We can think of the example TT muncher from the presentation as something like

munchAndCrunch :: AstNode -> Io ()
munchAndCrunch [] = putStrLn "empty!"
munchAndCrunch (head : tail) = do
    putStrLn $ "munched: " ++ show head
    munchAndCrunch tail

Push-down Accumulation

This one is more about the “function signature” of the macro. Because macros must expand to complete syntax elements, the return value of the function must be a complete element. So if we were to think of macros as Haskell functions, their types must always end in -> CompleteSyntaxElement for some kind of complete syntax element. That can be an expression, a statement, an item, etc. etc.

For example, the reverse tokens example from the presentation might be something like

reverseTokens :: [Ast] -> CompleteSyntaxElement
reverseTokens list = completeSyntaxElementFrom reversedList
  where
    reverseTokensInner [] = []
    reverseTokensInner (head : tail) = reverseTokensInner tail ++ [head]

TT Bundling

This is sort of like packing a bunch of values into a struct. Instead of now having to match on a large amount of inputs, you match on a single struct instance. The nice thing here is that you can still access those struct fields later, as opposed to most other times you turn multiple tokens into one single token.

Callbacks

Generally this can be thought of as any function that takes another [Ast] -> [Ast] as a parameter which is then called at some later point. Not much else to say here and I can’t think of any trivial examples for this.

Alright, that’s enough waffling

tl;dr: get comfortable with functional programming, it’ll help you with writing declarative macros.

macro_rules! macros function so similarly to functional programming that thinking of them as such is honestly way more useful than it ought to be, and I can genuinely recommend familiarising yourself with a functional language or just with functional problem solving.
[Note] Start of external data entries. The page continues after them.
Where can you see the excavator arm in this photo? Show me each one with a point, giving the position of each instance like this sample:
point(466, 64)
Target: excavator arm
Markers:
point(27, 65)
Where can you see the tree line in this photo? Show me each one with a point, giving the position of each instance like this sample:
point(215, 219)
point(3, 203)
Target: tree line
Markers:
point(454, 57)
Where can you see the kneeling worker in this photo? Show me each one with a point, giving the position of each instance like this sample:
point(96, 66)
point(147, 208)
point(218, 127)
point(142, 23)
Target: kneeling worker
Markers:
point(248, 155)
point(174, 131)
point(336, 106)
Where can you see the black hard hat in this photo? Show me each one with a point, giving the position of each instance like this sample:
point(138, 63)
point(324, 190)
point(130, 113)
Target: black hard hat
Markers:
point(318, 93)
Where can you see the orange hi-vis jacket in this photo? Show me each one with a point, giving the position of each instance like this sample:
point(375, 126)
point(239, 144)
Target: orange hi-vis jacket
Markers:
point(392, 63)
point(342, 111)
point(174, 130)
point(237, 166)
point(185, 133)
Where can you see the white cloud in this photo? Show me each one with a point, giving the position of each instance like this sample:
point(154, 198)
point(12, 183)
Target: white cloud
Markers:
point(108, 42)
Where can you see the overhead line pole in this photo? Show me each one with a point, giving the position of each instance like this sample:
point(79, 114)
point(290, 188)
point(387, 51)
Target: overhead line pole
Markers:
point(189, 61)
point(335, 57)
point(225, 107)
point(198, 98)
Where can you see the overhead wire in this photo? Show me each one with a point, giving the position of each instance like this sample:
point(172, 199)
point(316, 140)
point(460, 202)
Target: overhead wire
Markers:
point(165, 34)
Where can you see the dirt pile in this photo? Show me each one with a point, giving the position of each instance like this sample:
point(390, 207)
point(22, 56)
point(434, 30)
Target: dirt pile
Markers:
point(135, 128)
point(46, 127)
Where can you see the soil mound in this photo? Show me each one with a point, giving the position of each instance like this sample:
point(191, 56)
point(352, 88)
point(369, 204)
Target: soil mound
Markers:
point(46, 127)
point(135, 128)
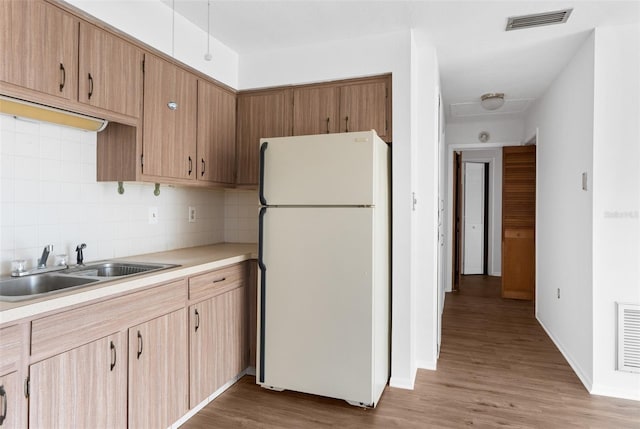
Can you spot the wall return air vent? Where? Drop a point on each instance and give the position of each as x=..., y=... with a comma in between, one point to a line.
x=628, y=337
x=538, y=19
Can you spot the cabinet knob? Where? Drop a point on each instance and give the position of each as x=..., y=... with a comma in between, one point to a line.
x=140, y=345
x=63, y=77
x=113, y=356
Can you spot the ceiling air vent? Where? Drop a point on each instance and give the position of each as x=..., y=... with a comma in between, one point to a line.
x=538, y=19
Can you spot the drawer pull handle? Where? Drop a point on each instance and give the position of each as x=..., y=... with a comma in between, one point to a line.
x=90, y=86
x=113, y=356
x=140, y=345
x=3, y=416
x=63, y=77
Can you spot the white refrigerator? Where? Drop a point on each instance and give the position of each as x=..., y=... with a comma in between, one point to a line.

As I started picking up Haskell I noticed that my macro power level was increasing even faster than usual, so if you’re looking to buff up in this particular part of Rust programming then I’d suggest learning Haskell (^: (or another functional language if you’d prefer)

  1. With some inspiration I did actually realise this is possible recently, see my blog post on the topic 

  2. It’s possible this is not actually a side effect of macros and that you could consider the mutation of the module namespace to be done by the compiler after the macro is expanded, however I’m not certain this is a wholly useful distinction to make since your code isn’t going to compile either way.